Ultimately, though, this is a record all about the core unit of Touché Amoré. From the landslide attack of Disasters to The Glue’s resonant atmospherics, drummer Elliot Babin, bassist Tyler Kirby and guitarists Clayton Stevens and Nick Steinhardt feel absolutely assured, plotting a course back across a 15-year discography to press at their own horizons. On design duties, Nick’s bold artwork – a monochrome photo of the band’s compass-point symbol trailed into the condensation on a widow – takes inspiration from having written and recorded during one of the wettest seasons in Los Angeles history, simultaneously evoking ideas of impermanence and individuality.
Primarily, of course, it’s about Jeremy’s ongoing odyssey and conversations with himself.
Flashing back to opening track Nobody’s, no lyric feels more telling than, ‘So let’s grieve in a forward direction / Neck in neck side by side / As I fixate on the road ahead / It just winds and winds and winds and winds.’

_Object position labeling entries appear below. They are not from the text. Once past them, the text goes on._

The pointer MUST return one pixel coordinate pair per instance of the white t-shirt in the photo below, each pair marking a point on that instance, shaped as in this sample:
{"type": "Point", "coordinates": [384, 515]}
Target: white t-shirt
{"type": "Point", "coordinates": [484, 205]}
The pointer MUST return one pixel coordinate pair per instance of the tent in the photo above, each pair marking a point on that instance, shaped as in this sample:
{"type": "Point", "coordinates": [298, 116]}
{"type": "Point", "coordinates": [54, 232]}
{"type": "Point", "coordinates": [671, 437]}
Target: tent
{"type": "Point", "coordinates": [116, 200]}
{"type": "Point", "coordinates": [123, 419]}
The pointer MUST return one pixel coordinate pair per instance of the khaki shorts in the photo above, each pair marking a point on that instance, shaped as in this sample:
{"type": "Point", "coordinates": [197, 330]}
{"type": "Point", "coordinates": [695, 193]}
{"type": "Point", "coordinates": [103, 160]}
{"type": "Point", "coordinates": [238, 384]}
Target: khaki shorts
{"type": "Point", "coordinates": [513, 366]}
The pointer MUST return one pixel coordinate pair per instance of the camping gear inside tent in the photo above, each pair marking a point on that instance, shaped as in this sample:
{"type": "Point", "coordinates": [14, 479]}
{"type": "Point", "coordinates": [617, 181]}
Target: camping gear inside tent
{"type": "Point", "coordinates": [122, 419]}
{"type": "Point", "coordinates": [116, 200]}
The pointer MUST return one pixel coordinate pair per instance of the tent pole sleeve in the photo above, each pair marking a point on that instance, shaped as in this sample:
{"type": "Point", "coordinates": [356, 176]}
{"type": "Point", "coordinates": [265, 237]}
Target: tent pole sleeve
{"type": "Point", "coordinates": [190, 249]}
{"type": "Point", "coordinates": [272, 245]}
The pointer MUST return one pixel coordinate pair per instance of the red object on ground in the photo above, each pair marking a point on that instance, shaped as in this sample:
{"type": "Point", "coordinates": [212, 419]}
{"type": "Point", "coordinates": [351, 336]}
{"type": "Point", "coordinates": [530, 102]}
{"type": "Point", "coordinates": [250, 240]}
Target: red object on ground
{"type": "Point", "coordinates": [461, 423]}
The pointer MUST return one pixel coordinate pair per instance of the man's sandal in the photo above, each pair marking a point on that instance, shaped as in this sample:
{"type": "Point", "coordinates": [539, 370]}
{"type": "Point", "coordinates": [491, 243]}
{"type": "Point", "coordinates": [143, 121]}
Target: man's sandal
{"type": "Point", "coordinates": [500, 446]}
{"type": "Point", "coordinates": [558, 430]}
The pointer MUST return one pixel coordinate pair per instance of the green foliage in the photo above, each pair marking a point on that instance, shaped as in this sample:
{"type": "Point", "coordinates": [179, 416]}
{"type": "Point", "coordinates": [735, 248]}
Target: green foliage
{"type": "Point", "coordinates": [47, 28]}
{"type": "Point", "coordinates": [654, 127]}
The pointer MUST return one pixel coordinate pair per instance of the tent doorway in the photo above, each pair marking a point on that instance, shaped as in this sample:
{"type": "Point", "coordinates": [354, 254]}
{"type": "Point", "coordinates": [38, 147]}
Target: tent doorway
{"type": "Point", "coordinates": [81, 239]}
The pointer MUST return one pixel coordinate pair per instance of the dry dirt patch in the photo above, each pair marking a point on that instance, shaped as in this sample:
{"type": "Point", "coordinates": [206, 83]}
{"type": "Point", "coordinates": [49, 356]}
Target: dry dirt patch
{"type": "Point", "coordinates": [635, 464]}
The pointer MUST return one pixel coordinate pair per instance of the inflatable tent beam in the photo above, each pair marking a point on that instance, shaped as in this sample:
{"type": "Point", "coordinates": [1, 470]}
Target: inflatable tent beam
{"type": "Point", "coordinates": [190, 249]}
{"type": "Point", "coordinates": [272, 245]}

On October 31 it will be 10 years since the death of the frontman’s mother, Sandy, from breast cancer, an event which has inflected Touché’s output since. Receiving that awful news at Gainesville’s The Fest – a story heartbreakingly immortalised on 2016’s New Halloween – put a cloud over one of the band’s favourite cities and they have not returned since. Having insisted their agent land the booking, they make their return to The Fest later this month.
“I don’t want to think about Gainesville in the way I have the last 10 years,” Jeremy reckons. “I want to think about it the way I used to when playing The Fest was one of my favourite things to do. It’s going to be a whirlwind of emotion. In every grief situation, you like to think you can move on. But it’s a pipe dream. All you can try to do is understand it and learn that it’s a powerful thing.”